5. On 12/16/2015 at 10:40 AM, Surveyors #2 and Surveyor #3 interviewed the Omak Surgery Nurse Manager (Staff Member #10) regarding their policies and procedures. Staff Member #10 stated "they followed the current ASGE (American Society for Gastrointestinal Endoscopy) guidelines".
6. On 12/16/2015 at 9:30 AM, Surveyor #3 observed a colonoscopy procedure (Patient #4) staffed with two registered nurses and one surgeon.
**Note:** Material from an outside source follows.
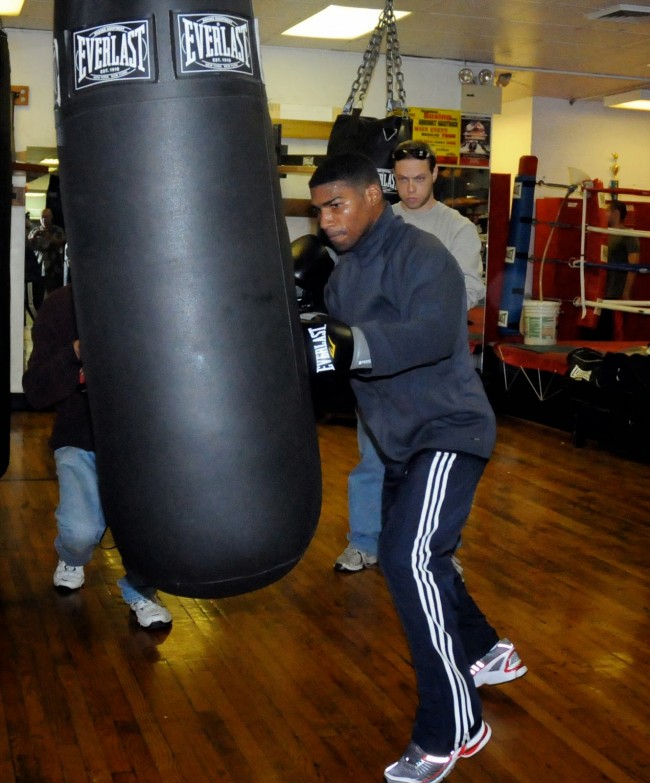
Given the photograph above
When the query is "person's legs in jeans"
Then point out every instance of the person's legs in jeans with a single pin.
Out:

None of the operating room staff members wore protective eye shields which cover the mucous membranes of the nose and mouth or wore masks during the procedure potentially exposing them to aerolized bodily fluids.
35594
Item #4 - Surgical Attire
Based on observation, interview and review of hospital policies and procedures, the hospital failed to ensure that staff members followed policy for surgical attire to reduce the risk of microbial contamination within the surgical environment.
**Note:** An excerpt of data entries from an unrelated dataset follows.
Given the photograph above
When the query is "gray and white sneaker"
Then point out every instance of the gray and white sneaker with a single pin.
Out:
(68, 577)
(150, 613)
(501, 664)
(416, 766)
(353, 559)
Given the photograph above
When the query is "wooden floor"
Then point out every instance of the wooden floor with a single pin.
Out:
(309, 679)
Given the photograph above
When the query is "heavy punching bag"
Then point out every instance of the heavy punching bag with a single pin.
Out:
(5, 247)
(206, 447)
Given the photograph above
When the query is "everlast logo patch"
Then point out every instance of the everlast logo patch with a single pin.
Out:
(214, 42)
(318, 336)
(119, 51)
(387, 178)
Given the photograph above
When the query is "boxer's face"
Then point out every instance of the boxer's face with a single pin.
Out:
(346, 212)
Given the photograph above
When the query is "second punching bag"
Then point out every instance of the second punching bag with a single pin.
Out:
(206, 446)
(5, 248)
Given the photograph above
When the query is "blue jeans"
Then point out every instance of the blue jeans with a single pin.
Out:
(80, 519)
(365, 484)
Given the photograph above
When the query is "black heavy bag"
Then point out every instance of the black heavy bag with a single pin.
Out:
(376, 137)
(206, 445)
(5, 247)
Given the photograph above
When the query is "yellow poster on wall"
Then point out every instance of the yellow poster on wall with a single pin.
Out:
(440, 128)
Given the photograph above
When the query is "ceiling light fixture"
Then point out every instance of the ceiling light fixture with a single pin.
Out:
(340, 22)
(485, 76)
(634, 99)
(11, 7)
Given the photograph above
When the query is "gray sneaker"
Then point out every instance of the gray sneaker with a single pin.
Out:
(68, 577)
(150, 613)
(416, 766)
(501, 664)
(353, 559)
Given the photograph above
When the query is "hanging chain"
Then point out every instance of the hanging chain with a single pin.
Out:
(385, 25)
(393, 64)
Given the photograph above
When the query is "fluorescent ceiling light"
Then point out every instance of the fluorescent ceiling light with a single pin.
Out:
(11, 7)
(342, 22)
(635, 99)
Failure to wear surgical attire properly places patients at increased risk for infection.
Findings:
1. The hospital policy titled "Operating Room Attire, Personnel" (Rev. 4/30/15) read in part: "Procedures 2. Head Coverings: A. Hair shall be completely covered and contained."
2. On 12/15/2015 at 9:20 AM, Surveyor #3 observed two registered nurse circulating staff wearing bouffant caps with hair outside the band of their caps.
3. Immediately following the observation, Surveyor #3 interviewed the operating room nurse manager (Staff Member #9) who confirmed the observed practice was not acceptable.
.
Tag No.: A0952
.
Based on observation, interview and review of hospital policies and procedures, the hospital failed to provide documentation in the medical record for 7 of 8 records reviewed to indicate patients received a pre-operative medical history and physical within 30 days of surgery (Patient #5, #6, #7, #8, #9, #10, #11,#12).
Failure to complete a history and physical exam prior to surgery places patients at risk for poor outcomes due to changes in unknown or known co-morbid conditions.
Reference: "A focused history and physical examination, including the patient's current medications and ASA classification, should be completed before the start of the procedure." ASGE Standards of Practice Committee. Sedation and anesthesia in GI endoscopy. Gastrointest Endosc 2008;68(5):815-26.
Findings:
1. The hospital's policy and procedure titled "Physician Requirements for Hospital Medical Records" (Policy #8050); (Revised 1/2009) read in part: "C. Outpatient Surgery: A H & P would meet the CMS requirement . . . if: 1. H&P was performed within 30 days prior to the outpatient surgery; AND a. An appropriate assessment [i.e. immediately prior to surgery] performed by the MD/DO, which should include a physical examination of the patient to update any components of the patients current medical status that may have changed since the prior H&P. . . 2. An H & P performed more than 30 days prior to hospital admission/outpatient surgery does not comply with the currency requirements and a new H & P must be performed."
2. On 12/16/2015 at 2:30 PM, at the Moses Lake Clinic and Ambulatory Surgery Center, Surveyor #3 reviewed 8 surgical charts. Seven of the charts had documentation of history and physical (H & P) examinations that occured more than 30 days prior to the patient's procedure (range: 5 to 90 days).
3. On 12/16/2015 at 2:30 PM, Surveyor #3 interviewed the nurse manager of the Moses Lake Surgery Center (Staff Member (#11) about the requirements for a current history and physical. Staff Member #11 confirmed the history and physical examinations and updates for the seven medical records did not meet the timeframes required by hospital policy.